ON-Lion Letter
"Legislation calling for the establishment of a Centennial Monetary Commission 'to examine the United States monetary policy, evaluate alternative monetary regimes, and recommend a course for monetary policy going forward,' was introduced in both the House and the Senate in July 2015, with the essential provisions of the bill passing the House in November," begins a late-June paper from the Center for Monetary and Financial Alternatives (CMFA) at the Cato Institute in Washington, D.C.  "The plan draws inspiration from the National Monetary Commission convened over a century ago, in response to the Panic of 1907."

"New York's Bank:  The National Monetary Commission and the Founding of the Fed," "reviews the earlier Monetary Commission's origins, organization, and shortcomings, in order to suggest how a new commission might improve upon it," continues its author, George Selgin.  "In contrast to more conventional, celebratory accounts of the Fed's establishment, it finds that, instead of serving as a means for achieving desirable reforms, the National Monetary Commission served as a façade behind which its chair, Sen. Nelson Aldrich (R-RI), pursued a personal monetary reform agenda heavily influenced by major New York bankers."

Selgin is a senior fellow at Cato and directs its CMFA, which is substantially supported by The Lynde and Harry Bradley Foundation in Milwaukee.  He is a professor emeritus of economics at the University of Georgia.
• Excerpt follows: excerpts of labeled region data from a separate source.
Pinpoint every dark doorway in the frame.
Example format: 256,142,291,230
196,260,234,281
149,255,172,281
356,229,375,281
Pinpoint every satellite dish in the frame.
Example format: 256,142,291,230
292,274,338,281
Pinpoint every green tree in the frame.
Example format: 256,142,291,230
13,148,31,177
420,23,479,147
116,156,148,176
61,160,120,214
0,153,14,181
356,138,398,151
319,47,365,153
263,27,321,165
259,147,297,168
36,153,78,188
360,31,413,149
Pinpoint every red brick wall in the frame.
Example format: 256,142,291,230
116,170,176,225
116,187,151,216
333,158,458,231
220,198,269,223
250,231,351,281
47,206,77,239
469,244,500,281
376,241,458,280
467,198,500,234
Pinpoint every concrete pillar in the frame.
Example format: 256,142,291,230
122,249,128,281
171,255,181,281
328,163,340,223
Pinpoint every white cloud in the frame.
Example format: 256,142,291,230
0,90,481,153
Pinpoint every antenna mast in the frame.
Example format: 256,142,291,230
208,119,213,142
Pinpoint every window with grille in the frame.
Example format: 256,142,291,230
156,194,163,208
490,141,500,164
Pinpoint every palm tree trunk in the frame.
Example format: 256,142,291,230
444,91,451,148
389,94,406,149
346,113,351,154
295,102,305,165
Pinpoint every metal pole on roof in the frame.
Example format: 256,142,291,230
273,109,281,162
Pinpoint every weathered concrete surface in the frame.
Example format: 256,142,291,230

"The resulting 'Aldrich Plan' sought to preserve New York banks' dominant position in the financial system, even though doing so meant setting aside alternative reform proposals that sought to address the root cause of crises, including plans that would have introduced nationwide branch banking while removing Civil War–era limitations on banks' ability to issue circulating banknotes," according to Selgin.  "Although the Aldrich Plan itself failed, many of its features, including those catering to the interests of the big New York banks, made their way into the later Federal Reserve Act.

"Not surprisingly, that Act proved more effective in preserving New York's financial hegemony than in securing financial stability," he finds.  "If the Centennial Monetary Commission is to prove more successful than its predecessor in serving as a means for achieving financial stability, it must be a genuine, bipartisan commission, with open proceedings, and free of the taint of special-interest influence, which today means not only the influence of Wall Street, but also that of the Federal Reserve establishment itself."